Letter (WCP3283.3251)

[1]

6, Huntingdon Road,

Cambridge.

11th Sept[embe]r 1904

Dear Mr Sharpe

I will take your previous seriation Sloka 83.1 The word is a misprint for ख प ऌपा by one's own wife[.]

Sloka 93[:] The first letter of the second pāda2 of the second line is a vowel [,] the word is ṛddhischittavikârinî[.]

Sloka 82[:] you will find the word आयाति in Mon[ier]. William's dict[ionary]. p 148 col[umn] 2 third word[.]3

I am sorry I cannot read Mr Wallace's letter4 — It is quite illegible as the letters are not properly formed and they are not joined as in the ordinary Arabic. It is however interesting from [2] the point of view of being a primitive way of writing— I have seen something of the kind in some of the charms from the Maldives Islands that Mr [one illeg. word]5was working at. But then these were words of known religious formula which one could read easily. If Mr Wallace remembers the writer and can give some hints as to what he might mean, I might try it again some other time & might also show it to Professor Bevan6. The letter with its cover is herewith returned.

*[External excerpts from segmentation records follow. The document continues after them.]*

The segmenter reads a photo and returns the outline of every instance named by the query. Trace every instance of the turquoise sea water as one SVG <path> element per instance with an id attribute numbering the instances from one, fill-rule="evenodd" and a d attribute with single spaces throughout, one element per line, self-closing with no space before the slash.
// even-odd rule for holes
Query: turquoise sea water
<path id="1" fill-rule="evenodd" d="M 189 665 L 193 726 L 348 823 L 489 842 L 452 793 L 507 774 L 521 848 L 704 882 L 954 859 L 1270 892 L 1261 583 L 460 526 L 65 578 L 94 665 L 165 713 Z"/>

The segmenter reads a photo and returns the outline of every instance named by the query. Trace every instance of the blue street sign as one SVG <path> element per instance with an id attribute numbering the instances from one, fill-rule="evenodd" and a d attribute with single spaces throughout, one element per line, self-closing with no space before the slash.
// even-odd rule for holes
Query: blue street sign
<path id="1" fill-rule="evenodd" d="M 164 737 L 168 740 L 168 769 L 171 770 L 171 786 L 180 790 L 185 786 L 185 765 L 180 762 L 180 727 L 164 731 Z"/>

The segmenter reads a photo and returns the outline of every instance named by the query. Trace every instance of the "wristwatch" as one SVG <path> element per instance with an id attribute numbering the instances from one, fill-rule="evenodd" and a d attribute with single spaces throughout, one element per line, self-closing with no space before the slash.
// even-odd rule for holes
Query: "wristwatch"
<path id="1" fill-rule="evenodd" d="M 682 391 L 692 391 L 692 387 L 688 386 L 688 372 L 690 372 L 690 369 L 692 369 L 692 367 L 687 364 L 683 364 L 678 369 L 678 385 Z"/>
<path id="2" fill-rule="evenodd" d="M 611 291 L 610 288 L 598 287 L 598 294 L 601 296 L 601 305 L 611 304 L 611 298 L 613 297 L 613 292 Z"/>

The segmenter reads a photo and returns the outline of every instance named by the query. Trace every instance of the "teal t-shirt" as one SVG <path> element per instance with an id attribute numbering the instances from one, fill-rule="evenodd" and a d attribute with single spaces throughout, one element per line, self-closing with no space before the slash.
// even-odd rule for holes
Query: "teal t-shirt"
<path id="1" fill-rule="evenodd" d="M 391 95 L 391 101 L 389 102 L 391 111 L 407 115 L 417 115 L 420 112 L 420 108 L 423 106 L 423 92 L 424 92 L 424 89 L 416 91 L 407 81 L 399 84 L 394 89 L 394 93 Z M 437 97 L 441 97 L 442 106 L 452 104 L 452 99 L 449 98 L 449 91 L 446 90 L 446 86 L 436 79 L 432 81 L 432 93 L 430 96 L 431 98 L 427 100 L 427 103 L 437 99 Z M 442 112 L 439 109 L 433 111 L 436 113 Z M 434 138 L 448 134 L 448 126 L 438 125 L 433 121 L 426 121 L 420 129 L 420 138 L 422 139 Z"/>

Yours very truly | Mr Ali Bilgrami [signature]

P.S. I am going to [three words illeg.] All my people are there already.

Shloka (or śloka) refers to a Sanskrit poetic verse-form consisting of four pādas or quarter-verses.
A quarter-verse (literally "foot") in Sanskrit poetry.
Williams, Monier. 1899. A Sanskrit-English Dictionary, Etymologically and Philologically Arranged with Special Reference to Greek, Latin, Gothic, Geman, Anglo-Saxon, and Other Cognate Indo-European Languages. Oxford: Clarendon Press. p.148).
Bilgrami refers to a letter written in Malay in Jawi script (WCP3284.3599) composed on 3 May 1872 by the river pilot who had guided ARW up the Wanumbai Creek in Aru in 1857. ARW sent the Jawi script letter to Sharpe who in turn forwarded it to Bilgrami to examine (both letters are presumed lost). After receiving the Jawi letter back from Sharpe, ARW enclosed it with a letter sent to Bilgrami on 23 October 1904. ARW's letter to Bilgrami is presumed lost but see ARW's annotations on the filing envelope (WCP3284.5198) and Bilgrami's response on 3 August 1905 (WCP3282.3250).
Unidentified person.
Bevan, Anthony Ashley (1859-1933). British orientalist; professor of Arabic at Cambridge University 1893-1933.